Me encontré sentado en la biblioteca y de nuevo solo. Me parecía
que acababa de despertar de un sueño confuso y excitante. Sabía que
era medianoche y que desde la puesta del sol Berenice estaba
enterrada. Pero del melancólico periodo intermedio no tenía
conocimiento real o, por lo menos, definido. Sin embargo, su recuerdo
estaba repleto de horror, horror más horrible por lo vago, terror
más terrible por su ambigüedad. Era una página atroz en la
historia de mi existencia, escrita toda con recuerdos oscuros,
espantosos, ininteligibles. Luché por descifrarlos, pero en vano,
mientras una y otra vez, como el espíritu de un sonido ausente, un
agudo y penetrante grito de mujer parecía sonar en mis oídos. Yo
había hecho algo. ¿Qué era? Me lo pregunté a mí mismo en voz
alta, y los susurrantes ecos del aposento me respondieron: ¿Qué
era?
En la mesa, a mi lado, ardía una lámpara, y había junto a ella
una cajita. No tenía nada de notable, y la había visto a menudo,
pues era propiedad del médico de la familia. Pero, ¿cómo había
llegado allí, a mi mesa, y por qué me estremecí al mirarla? Eran
cosas que no merecían ser tenidas en cuenta, y mis ojos cayeron, al
fin, en las abiertas páginas de un libro y en una frase subrayaba:
Dicebant mihi sodales si sepulchrum amicae visitarem, curas meas
aliquantulum fore levatas. ¿Por qué, pues, al leerlas se me
erizaron los cabellos y la sangre se congeló en mis venas?

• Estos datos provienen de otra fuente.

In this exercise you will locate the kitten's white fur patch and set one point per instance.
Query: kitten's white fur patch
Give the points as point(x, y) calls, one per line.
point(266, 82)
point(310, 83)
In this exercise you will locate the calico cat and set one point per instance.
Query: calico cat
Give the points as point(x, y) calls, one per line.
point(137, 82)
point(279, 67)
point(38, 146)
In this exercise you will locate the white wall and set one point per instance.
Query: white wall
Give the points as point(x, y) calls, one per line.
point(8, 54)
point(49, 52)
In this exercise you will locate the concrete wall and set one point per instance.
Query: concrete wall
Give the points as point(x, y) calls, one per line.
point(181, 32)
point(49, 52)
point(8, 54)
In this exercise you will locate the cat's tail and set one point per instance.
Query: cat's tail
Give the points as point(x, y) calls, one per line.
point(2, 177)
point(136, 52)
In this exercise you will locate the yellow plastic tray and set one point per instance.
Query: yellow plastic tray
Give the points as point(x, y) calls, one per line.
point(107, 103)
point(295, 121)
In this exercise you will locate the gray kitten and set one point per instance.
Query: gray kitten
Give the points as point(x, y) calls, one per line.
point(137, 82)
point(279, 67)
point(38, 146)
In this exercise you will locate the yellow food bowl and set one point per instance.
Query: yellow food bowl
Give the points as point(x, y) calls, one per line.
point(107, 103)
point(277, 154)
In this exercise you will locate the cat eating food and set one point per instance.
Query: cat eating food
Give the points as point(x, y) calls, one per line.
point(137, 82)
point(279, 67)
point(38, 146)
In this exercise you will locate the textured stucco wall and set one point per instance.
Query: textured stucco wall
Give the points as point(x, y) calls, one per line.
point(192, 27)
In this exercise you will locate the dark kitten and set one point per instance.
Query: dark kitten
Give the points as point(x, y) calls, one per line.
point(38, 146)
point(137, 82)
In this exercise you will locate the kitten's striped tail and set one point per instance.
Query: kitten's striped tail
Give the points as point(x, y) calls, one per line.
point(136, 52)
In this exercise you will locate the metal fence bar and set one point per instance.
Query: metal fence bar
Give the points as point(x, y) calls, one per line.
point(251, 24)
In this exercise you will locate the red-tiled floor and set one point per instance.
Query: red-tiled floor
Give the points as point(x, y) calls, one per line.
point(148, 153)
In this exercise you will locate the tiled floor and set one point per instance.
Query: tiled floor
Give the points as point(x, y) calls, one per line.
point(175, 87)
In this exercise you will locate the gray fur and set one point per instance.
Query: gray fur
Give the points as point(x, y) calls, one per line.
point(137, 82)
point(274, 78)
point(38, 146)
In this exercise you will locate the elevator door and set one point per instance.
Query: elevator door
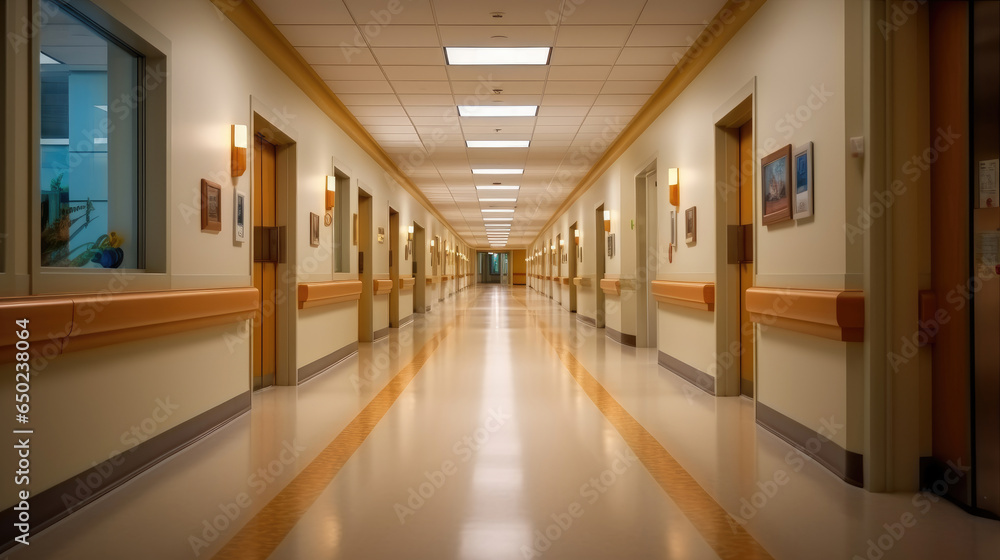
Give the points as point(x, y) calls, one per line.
point(746, 267)
point(264, 273)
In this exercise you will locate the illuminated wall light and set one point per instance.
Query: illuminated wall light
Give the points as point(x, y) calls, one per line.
point(239, 150)
point(674, 183)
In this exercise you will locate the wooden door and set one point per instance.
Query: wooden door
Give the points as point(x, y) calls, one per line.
point(746, 268)
point(264, 273)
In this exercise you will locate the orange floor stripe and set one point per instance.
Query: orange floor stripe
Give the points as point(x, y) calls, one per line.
point(723, 533)
point(261, 535)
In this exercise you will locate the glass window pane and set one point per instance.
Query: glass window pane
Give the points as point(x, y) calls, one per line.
point(90, 106)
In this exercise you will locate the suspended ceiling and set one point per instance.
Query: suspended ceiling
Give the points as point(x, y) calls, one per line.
point(385, 60)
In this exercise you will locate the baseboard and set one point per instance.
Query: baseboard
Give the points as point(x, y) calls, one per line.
point(937, 476)
point(689, 373)
point(308, 371)
point(620, 338)
point(847, 465)
point(54, 504)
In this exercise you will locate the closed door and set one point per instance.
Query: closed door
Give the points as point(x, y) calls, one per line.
point(746, 267)
point(264, 273)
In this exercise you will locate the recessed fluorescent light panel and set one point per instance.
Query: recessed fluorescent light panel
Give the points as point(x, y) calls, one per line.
point(497, 143)
point(497, 110)
point(498, 171)
point(458, 56)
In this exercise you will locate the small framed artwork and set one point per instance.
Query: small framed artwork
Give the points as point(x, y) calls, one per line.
point(691, 224)
point(803, 182)
point(211, 206)
point(313, 229)
point(239, 217)
point(776, 178)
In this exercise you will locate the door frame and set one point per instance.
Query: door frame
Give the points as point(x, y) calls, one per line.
point(366, 305)
point(728, 119)
point(282, 137)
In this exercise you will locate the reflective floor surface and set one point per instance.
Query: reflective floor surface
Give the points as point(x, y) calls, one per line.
point(500, 427)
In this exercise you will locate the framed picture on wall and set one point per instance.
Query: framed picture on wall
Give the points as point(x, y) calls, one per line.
point(211, 206)
point(776, 181)
point(239, 217)
point(313, 229)
point(691, 224)
point(803, 182)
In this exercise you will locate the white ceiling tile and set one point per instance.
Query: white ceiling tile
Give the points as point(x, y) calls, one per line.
point(359, 86)
point(593, 36)
point(660, 56)
point(579, 73)
point(496, 73)
point(402, 36)
point(321, 35)
point(680, 11)
point(556, 111)
point(376, 110)
point(515, 12)
point(578, 88)
point(485, 88)
point(559, 121)
point(584, 56)
point(622, 72)
point(631, 87)
point(415, 73)
point(368, 99)
point(664, 35)
point(378, 13)
point(336, 55)
point(426, 100)
point(304, 11)
point(409, 56)
point(434, 111)
point(572, 100)
point(497, 35)
point(619, 11)
point(621, 99)
point(339, 72)
point(403, 86)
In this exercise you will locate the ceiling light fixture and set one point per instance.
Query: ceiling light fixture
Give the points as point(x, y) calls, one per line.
point(498, 171)
point(497, 143)
point(459, 56)
point(497, 110)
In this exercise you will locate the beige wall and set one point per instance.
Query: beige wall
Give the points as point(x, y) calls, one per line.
point(805, 378)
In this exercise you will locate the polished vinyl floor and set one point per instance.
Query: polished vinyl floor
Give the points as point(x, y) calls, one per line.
point(500, 427)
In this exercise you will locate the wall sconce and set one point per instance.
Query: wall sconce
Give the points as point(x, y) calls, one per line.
point(674, 182)
point(331, 196)
point(239, 149)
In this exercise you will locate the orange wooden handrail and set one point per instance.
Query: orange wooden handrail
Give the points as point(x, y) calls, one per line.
point(612, 286)
point(834, 314)
point(315, 294)
point(696, 295)
point(383, 287)
point(84, 321)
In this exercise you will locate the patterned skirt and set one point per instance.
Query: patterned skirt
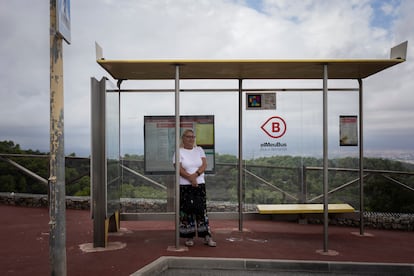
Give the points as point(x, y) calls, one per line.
point(193, 211)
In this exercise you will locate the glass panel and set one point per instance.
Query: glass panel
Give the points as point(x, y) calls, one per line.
point(112, 150)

Entonces sonó un ligero golpe en la puerta de la biblioteca;
pálido como un habitante de la tumba, entró un criado de puntillas.
Había en sus ojos un violento terror y me habló con voz trémula,
ronca, ahogada. ¿Qué dijo? Oí algunas frases entrecortadas.
Hablaba de un salvaje grito que había turbado el silencio de la
noche, de la servidumbre reunida para buscar el origen del sonido, y
su voz cobró un tono espeluznante, nítido, cuando me habló,
susurrando, de una tumba violada, de un cadáver desfigurado, sin
mortaja y que aún respiraba, aún palpitaba, aún vivía.
Señaló mis ropas: estaban manchadas de barro, de sangre
coagulada. No dije nada; me tomó suavemente la mano: tenía manchas
de uñas humanas. Dirigió mi atención a un objeto que había contra
la pared; lo miré durante unos minutos: era una pala. Con un alarido
salté hasta la mesa y me apoderé de la caja. Pero no pude abrirla,
y en mi temblor se me deslizó de la mano, y cayó pesadamente, y se
hizo añicos; y de entre ellos, entrechocándose, rodaron algunos
instrumentos de cirugía dental, mezclados con treinta y dos objetos
pequeños, blancos, marfilinos, que se desparramaron por el piso.